Pfeffer was then president of Halberstam’s publisher Random House. I caught up with Phil this morning, and he reminded me that reception had been the first time so many of the original participants had re-convened in Nashville since the Sixties. To this day, on my own bookshelf, is my copy of The Children. In its front pages are the autographs of Congressman Lewis, Halberstam, Hank Thomas, Gloria Johnson-Powell, George Barrett, Dr. C.T. Vivian, the Rev. Jim Lawson, and of John Seigenthaler, all of whom were there that night. (This morning, as I scanned their signatures and sentiments, I reflected on how so many of these heroes of the Movement are now gone.)

Third. Fourteen years later, at Seigenthaler’s home in Whitworth, came another special evening. Congressman Lewis had returned to Nashville that morning for a large midday tribute event honoring Seigenthaler, then 81 years old. The retired editor/publisher, in turn, had invited several dozen other friends to his home, mostly from the newspaper days, at the end of that day to meet Mr. Lewis.

It was a festive reunion, but at a point in the evening Seigenthaler called for silence, said he was going to ask Rep. Lewis to say a few words, and then as our host he would open a brief period of Q&A. The congressman spoke with great eloquence and strong feeling of the days of sit-ins, arrests, and the rough stuff. He connected all that to our present day, and how the struggle must continue - racial discrimination being maybe less visible now, he said, but it’s still insidious.

Then followed a half-dozen questions from others, but I only remember one. It was Seigenthaler who asked it, and it stilled the room:

“John Lewis, where did the courage come from?”

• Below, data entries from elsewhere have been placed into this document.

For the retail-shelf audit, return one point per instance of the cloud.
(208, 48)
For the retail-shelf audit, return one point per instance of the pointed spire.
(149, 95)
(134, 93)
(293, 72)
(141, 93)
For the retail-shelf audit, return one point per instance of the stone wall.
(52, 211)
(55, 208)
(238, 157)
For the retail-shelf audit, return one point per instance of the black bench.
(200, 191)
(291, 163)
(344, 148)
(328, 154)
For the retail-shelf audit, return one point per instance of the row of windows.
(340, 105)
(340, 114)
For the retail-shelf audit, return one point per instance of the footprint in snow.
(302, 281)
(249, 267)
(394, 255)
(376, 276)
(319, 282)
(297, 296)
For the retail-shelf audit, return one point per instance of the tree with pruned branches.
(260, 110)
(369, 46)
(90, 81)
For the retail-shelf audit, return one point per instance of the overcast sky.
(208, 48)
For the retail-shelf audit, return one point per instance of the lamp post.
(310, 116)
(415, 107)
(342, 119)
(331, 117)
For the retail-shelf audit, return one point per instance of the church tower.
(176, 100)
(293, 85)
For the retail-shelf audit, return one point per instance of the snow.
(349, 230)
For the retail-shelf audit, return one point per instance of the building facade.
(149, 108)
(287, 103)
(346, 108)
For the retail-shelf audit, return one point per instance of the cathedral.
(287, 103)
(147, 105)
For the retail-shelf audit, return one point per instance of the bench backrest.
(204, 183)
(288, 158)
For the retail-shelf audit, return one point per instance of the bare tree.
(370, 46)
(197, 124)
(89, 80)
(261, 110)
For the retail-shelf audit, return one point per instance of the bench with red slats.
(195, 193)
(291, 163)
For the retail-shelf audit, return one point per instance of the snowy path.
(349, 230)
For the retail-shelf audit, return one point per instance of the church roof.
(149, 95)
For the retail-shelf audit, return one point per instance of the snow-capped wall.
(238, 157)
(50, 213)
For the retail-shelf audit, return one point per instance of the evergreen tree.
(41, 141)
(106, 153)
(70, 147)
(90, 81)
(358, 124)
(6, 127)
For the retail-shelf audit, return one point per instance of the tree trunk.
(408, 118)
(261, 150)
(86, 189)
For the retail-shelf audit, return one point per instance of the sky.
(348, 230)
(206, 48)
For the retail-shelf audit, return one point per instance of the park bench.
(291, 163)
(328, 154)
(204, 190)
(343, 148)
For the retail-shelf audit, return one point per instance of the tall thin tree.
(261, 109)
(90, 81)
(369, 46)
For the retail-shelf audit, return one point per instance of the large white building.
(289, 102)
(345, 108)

This black man from Georgia, who in his youth had been beaten and bloodied, who had persevered and rose into history, gave his answer. It reminded me of Halberstam’s own words about him in The Children:

“Jim Lawson had prepared them well,” David wrote. “He had taught them what to expect. Most important of all, they had each other. There was strength not so much in their numbers, although that helped, but in their shared belief. Jail was not crushing; it was, (Lewis) thought to his amazement, liberating.”

o

God bless John Lewis.

Our best wishes, deepest respect, and much love from your Beloved City.